Raster Scan Display

By | February 24, 2022

Raster Scan Display

The term ‘raster’ is a synonym for the term ‘matrix’. Therefore, a raster scan CRT scans a matrix with an electron beam. Raster scan CRT display is most commonly used in TVs.

The various components of raster scan CRT are explained below:

  1. Electron Gun
  2. Control Electrode
  3. Focusing Electrode
  4. Deflection Yoke
  5. Phosphor Coated Screen

1. Electron Gun

It consists of series of components (primarily a heater and a cathode). The electrons are generated from cathode when heat is supplied to cathode. These electron are accelerated by the use of an electric field.

2. Control Electrode

It regulates the flow of electrons i.e. controls the electron gun. The control electrode is connected to an amplifier, which in turn, is connected to the output circuitry of the computer, thus allowing the computer to control the electron beam. Thus, control electrode controls brightness of image by controlling flow of electrons.

3. Focusing Electrode

It is used to create a clear picture by focusing the electrons into a narrow beam. The focusing electrode serves this purpose by applying an electromagnetic force on the electrons in electron beam.

4. Deflection Yoke

It is used to control the directions of electron beam. The deflection yoke creates an electric or magnetic field which will bend the electron beam as it passes through the field.

Components of Raster Scan CRT Display

5. Phosphor Coated Screen

The phosphor crystal are coated on the inside of the CRT screen. These crystals glow when they are hit by a high energy electron beam. The picture is produced on the screen by combined effect of various spot of light on the screen.

Working of Raster Scan Display

  • In raster scan display the electron beam scans the entire surface of CRT, one row at a time. It starts from the top left corner of the screen then moves horizontally from left to right. It then jump to left side of screen and scans another line until it reaches bottom right corner of screen.
  • The rate at which the electron beam scans the surface of the CRT is directly proportion to the frequency of local line voltage. Therefore, in areas such as united states where 60-cycle line voltage is used, the electron beam will usually scan across the entire face of the CRT 60 times in one second.

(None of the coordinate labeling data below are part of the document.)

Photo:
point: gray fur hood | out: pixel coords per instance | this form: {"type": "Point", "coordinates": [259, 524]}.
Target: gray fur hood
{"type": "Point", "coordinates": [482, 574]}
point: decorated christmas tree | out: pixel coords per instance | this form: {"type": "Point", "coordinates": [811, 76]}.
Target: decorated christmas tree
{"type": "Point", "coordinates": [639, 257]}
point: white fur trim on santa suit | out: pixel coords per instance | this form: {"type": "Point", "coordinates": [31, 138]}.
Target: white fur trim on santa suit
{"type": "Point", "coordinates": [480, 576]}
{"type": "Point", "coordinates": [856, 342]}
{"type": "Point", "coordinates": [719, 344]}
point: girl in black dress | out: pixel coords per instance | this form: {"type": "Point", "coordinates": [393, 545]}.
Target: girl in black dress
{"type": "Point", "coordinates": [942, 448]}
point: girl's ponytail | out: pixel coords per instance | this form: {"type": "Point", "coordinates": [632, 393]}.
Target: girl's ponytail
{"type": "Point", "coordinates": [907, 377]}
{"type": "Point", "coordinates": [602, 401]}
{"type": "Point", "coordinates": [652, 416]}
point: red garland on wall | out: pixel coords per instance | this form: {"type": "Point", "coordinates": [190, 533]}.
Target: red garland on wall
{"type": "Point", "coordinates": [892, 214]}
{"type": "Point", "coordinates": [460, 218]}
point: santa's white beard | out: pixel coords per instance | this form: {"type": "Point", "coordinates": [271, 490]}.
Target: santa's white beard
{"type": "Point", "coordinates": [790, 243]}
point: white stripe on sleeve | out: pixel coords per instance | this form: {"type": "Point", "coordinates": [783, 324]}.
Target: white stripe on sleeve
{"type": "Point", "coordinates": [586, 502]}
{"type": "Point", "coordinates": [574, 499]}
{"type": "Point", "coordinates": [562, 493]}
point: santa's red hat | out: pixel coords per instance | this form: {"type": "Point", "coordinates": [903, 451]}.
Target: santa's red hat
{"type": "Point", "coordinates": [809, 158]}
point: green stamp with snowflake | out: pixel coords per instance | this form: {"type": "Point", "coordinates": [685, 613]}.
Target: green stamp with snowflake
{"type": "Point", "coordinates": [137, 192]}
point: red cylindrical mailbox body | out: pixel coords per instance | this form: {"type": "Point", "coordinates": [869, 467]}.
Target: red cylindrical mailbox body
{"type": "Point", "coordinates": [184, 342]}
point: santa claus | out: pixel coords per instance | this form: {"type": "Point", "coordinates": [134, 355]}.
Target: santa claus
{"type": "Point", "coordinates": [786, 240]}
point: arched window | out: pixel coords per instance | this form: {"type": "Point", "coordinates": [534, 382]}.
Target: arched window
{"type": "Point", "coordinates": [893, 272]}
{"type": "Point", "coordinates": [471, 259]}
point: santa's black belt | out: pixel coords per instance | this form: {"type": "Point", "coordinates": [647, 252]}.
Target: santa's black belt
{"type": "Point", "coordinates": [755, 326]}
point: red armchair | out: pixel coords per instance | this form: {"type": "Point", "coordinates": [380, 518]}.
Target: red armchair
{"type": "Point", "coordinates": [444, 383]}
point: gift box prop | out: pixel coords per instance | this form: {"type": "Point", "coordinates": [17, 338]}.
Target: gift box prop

Working of Raster Scan CRT Display

  • As the electron beam is moved across each row of matrix or raster the electron beam is turned off and on to create a picture in form of illuminated spots. Picture to be displayed (i.e. picture definition) is stored in a memory area called refresh buffer or frame buffer.
  • Refresh buffer or frame buffer is a refresh storage area in the digital memory in which the intensity values and other parameters (called attributes) of all the pixels making up the image are stored in binary form. This area is organized in form of 2D table. Every row-column entry stores information such as brightness and/or color value of the corresponding pixel on the screen.
  • When the electron beam scan the various lines the various intensity values that are stored in the frame buffer are then read out and displayed on the screen.
  • The frame buffer used in black and white system is different from the one used in colored system.

Working pattern of Raster Scan CRT

The frame buffer in black and white system is known as bitmap. Such a frame buffer contains one bit per pixel i.e. just one bit is used for each pixel on the screen. This is because, in black and white system the screen point is cither on or off. So only one bit is needed to control the intensity of screen position. Such a system is bilevel system where a bit value 0 indicates that the beam intensity is off and a bit value of 1 indicates that the electron beam is turned on.

In colored systems, more than one bit is required to show various colors and intensity values. Therefore multiple bits are used per pixel in the frame buffer. Such a frame buffer with multiple bits per pixel is known as pixmap. In high quality system upto 24 bits per pixel can be used. Therefore the size of frame buffer is usually large in colored systems. The size of frame buffer depends on two factors: colors to be displayed and resolution to be displayed. For example, a system with 24 bits per pixel and a screen resolution of 1024 x 1024 requires frame buffer of 3 MB size.